Durant la période de pandémie et au plus fort de la crise, la grande majorité des Centres d’AMP dans le monde ont arrêté toute activité. En France l'ABM a intimé aux centre d'AMP d'arrêter leur activité qui n'a repris, sous conditions que depuis quelques semaines.

Les effets du COVID-19 sur la fertilité masculine et féminine restent en effet incertains. Depuis 3 mois, de nombreux articles sont parus, analysant les risques de transmission materno-fœtale, la présence de virus ou de récepteurs viraux au niveau du liquide folliculaire, des sécrétions vaginales, et chez l’homme au niveau testiculaire et du liquide séminal.

Chez l’homme, les les principales études ont été menées chez des patients infectés par le COVID :

- Soit par recherche de la co-expression ACE2 (récepteur cellulaire pour la protéine S de SARS-COV-2) et du récepteur TMPRSS2, qui permet l’amorçage de la protéine S, optimisant l’entrée de SARS-COV-2 dans la cellule,
- Soit par recherche directe de l’ARN viral par PCR dans le liquide séminal.
 

Une étude préliminaire avait préalablement porté sur l’analyse transcriptomique de cellules testiculaires et montré la présence de récepteurs ACR2 au niveau des cellules de LEYDIG, de SERTOLI et des spermatogonies dans le testicule humain. Cette protéine est une cible potentielle d’entrée du virus SARS-COV au niveau tissulaire et pouvait laisser craindre une atteinte virale au niveau du tractus génital masculin.

2 études ont cherché à retrouver la présence du virus dans le sperme :

- La première étude a été menée chez 34 patients ayant une infection à COVID-19. L’âge moyen des hommes était de 37 ans, avec un BMI de 25 kg/m². Le délai médian entre le diagnostic de l’infection et le recueil de sperme était de 31 jours. Sur 34 patients, 6 ont présenté une « sensibilité scrotale » notée en cours d’infection. L’étude n’a pas retrouvé la présence de virus au niveau du sperme.

- - La deuxième étude  a été menée entre le 31 janvier et 30 avril 2020 et s’est basée sur les analyses bio-informatiques récentes selon lesquelles l’angiotensin-converting enzym 2 (ACE2), cible du COV-19, pourrait être augmentée au niveau testiculaire. Les auteurs ont analysé les risques de transmission virale sexuelle d’origine masculine en recherchant la présence de l’ARN viral au niveau du sperme de 12 hommes atteints du COVID et au niveau testiculaire chez un patient décédé d’une infection de COV-19.

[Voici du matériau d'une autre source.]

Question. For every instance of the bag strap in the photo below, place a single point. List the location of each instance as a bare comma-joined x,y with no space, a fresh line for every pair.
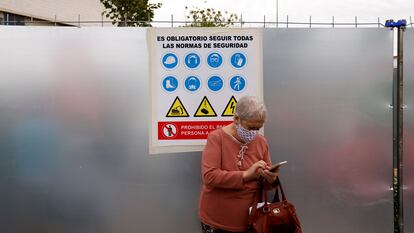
276,197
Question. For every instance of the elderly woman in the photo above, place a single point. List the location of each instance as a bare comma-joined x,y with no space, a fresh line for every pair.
233,159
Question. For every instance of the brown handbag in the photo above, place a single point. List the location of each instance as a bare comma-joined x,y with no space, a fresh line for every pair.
276,217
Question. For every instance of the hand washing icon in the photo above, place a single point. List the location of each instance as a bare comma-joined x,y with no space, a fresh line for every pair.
238,60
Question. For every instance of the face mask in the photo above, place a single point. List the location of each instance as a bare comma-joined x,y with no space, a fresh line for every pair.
246,135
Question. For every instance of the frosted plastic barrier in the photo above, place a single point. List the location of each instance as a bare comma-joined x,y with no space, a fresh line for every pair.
328,92
74,137
408,131
74,132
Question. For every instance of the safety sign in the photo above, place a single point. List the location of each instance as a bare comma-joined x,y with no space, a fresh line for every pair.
197,75
192,83
177,109
238,60
169,130
192,60
205,109
215,83
214,60
237,83
170,60
230,107
170,83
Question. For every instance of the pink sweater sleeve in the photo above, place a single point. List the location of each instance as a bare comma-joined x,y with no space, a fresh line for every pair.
211,171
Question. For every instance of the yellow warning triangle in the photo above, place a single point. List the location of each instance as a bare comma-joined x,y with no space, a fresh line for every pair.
177,109
205,109
230,107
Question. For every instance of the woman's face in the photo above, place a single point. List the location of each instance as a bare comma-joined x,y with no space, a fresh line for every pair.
251,124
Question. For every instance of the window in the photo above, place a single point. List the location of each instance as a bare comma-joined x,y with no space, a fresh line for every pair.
12,19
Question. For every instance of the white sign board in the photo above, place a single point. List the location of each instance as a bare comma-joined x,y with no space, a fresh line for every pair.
197,76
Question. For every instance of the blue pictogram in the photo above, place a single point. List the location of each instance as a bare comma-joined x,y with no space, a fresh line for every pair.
237,83
215,83
238,60
170,60
192,83
192,60
170,83
214,60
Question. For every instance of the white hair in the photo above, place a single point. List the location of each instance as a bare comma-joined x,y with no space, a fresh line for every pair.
250,108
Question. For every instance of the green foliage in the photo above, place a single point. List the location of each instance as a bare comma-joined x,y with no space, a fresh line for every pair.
210,17
130,12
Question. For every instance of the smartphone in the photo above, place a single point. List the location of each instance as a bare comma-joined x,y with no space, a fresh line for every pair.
275,166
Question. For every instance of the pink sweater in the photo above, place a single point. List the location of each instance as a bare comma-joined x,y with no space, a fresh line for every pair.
224,198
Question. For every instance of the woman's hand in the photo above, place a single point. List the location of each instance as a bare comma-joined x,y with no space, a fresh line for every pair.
268,175
254,171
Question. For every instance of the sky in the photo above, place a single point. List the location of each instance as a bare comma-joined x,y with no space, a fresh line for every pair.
298,10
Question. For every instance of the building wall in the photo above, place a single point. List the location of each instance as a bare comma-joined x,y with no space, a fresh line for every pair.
63,10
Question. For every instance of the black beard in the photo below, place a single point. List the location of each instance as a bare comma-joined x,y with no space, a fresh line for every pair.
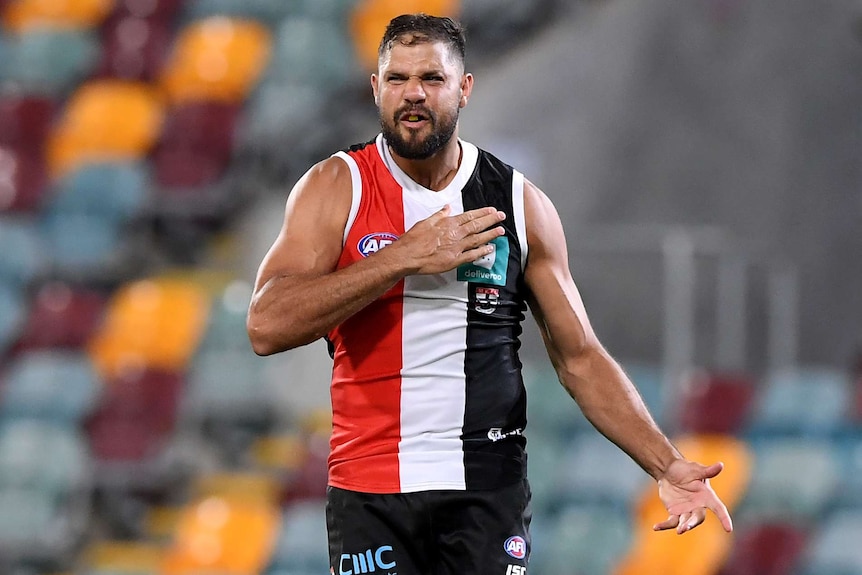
416,149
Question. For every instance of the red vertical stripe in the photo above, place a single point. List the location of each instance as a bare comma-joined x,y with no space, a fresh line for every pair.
366,381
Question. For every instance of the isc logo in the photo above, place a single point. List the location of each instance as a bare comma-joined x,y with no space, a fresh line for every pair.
366,562
371,243
516,547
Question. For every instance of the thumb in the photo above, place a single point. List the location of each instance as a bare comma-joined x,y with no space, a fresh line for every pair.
711,471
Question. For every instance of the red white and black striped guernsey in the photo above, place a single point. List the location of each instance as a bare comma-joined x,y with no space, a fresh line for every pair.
426,388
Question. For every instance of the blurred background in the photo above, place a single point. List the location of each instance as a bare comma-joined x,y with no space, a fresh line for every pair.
704,157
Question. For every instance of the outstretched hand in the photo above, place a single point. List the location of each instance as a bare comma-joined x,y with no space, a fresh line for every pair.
685,491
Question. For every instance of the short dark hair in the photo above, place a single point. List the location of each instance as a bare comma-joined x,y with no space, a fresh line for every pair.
411,29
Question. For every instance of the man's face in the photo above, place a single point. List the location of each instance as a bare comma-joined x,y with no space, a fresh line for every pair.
419,91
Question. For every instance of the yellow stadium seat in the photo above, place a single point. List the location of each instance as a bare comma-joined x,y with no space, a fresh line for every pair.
223,535
123,557
155,323
705,549
216,58
278,452
105,120
20,15
370,17
248,486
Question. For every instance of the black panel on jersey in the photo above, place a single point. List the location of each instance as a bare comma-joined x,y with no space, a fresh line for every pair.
495,411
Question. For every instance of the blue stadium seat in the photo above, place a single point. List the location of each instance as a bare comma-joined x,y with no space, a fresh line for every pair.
265,11
587,539
56,386
45,456
49,61
592,469
83,224
226,329
835,548
13,312
327,66
792,479
24,255
808,401
301,546
115,191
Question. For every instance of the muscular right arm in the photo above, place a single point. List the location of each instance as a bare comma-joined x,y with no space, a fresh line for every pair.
299,295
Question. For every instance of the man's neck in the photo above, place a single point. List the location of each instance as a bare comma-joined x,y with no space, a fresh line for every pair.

La confirmation de l’atteinte virale a été faite à partir de recherche par PCR  (prélèvements nasaux pharyngés) de l’ARN viral et des tests sérologiques. L’âge des patients variait entre 22 et 38 ans, l’étude tissulaire testiculaire a été réalisée après autorisation de la famille chez un patient âgé de 67 ans décédé. Chez les autres patients, les auteurs ne notaient pas de syndrome de dépression respiratoire majeur. Tous les patients ont bénéficié d’un traitement antiviral, 7 patients ont bénéficié d’une association à une antibiothérapie, 3 à une association à l’Interféron.

Les auteurs n’ont pas retrouvé de présence de virus (ARN viral par PCR) au niveau du sperme chez les 13 échantillons étudiés.

D’après les auteurs, ces données sont rassurantes quant au risque de contamination virale au niveau du sperme et au risque de présence au niveau testiculaire d’une pénétration virale du COV-19.

Concernant la présence de récepteurs et co-récepteurs au niveau du tractus génital, les 2 études montrait la rareté de cette situation : Sur 6.490 échantillons cellulaires examinés, seulement 4 cellules ont présenté la co-expression des récepteurs cellulaires ACE2 et TMPRSS2. la recherche était également négative chez le sujet décédé.

Cette étude rapporte néanmoins des données en faveur d'un impact faible de l'infection sur le tractus génital masculin, même si des phénomènes d’orchite concomitante à l’infection virale ont été rapportés, probablement liés au syndrome fébrile et à des mécanismes d’auto-immunité. Ces résultats sont donc très rassurants concernant le risque d'infection spermatique par le Sars Cov 2 et de transmission sexuelle ou congénitale. Il faut néanmoins noter que la grande majorité des tests ont été réalisés à distance de l’épisode d’infection active. Une étude significative portant également sur la phase d’incubation et la phase aigue serait très informative.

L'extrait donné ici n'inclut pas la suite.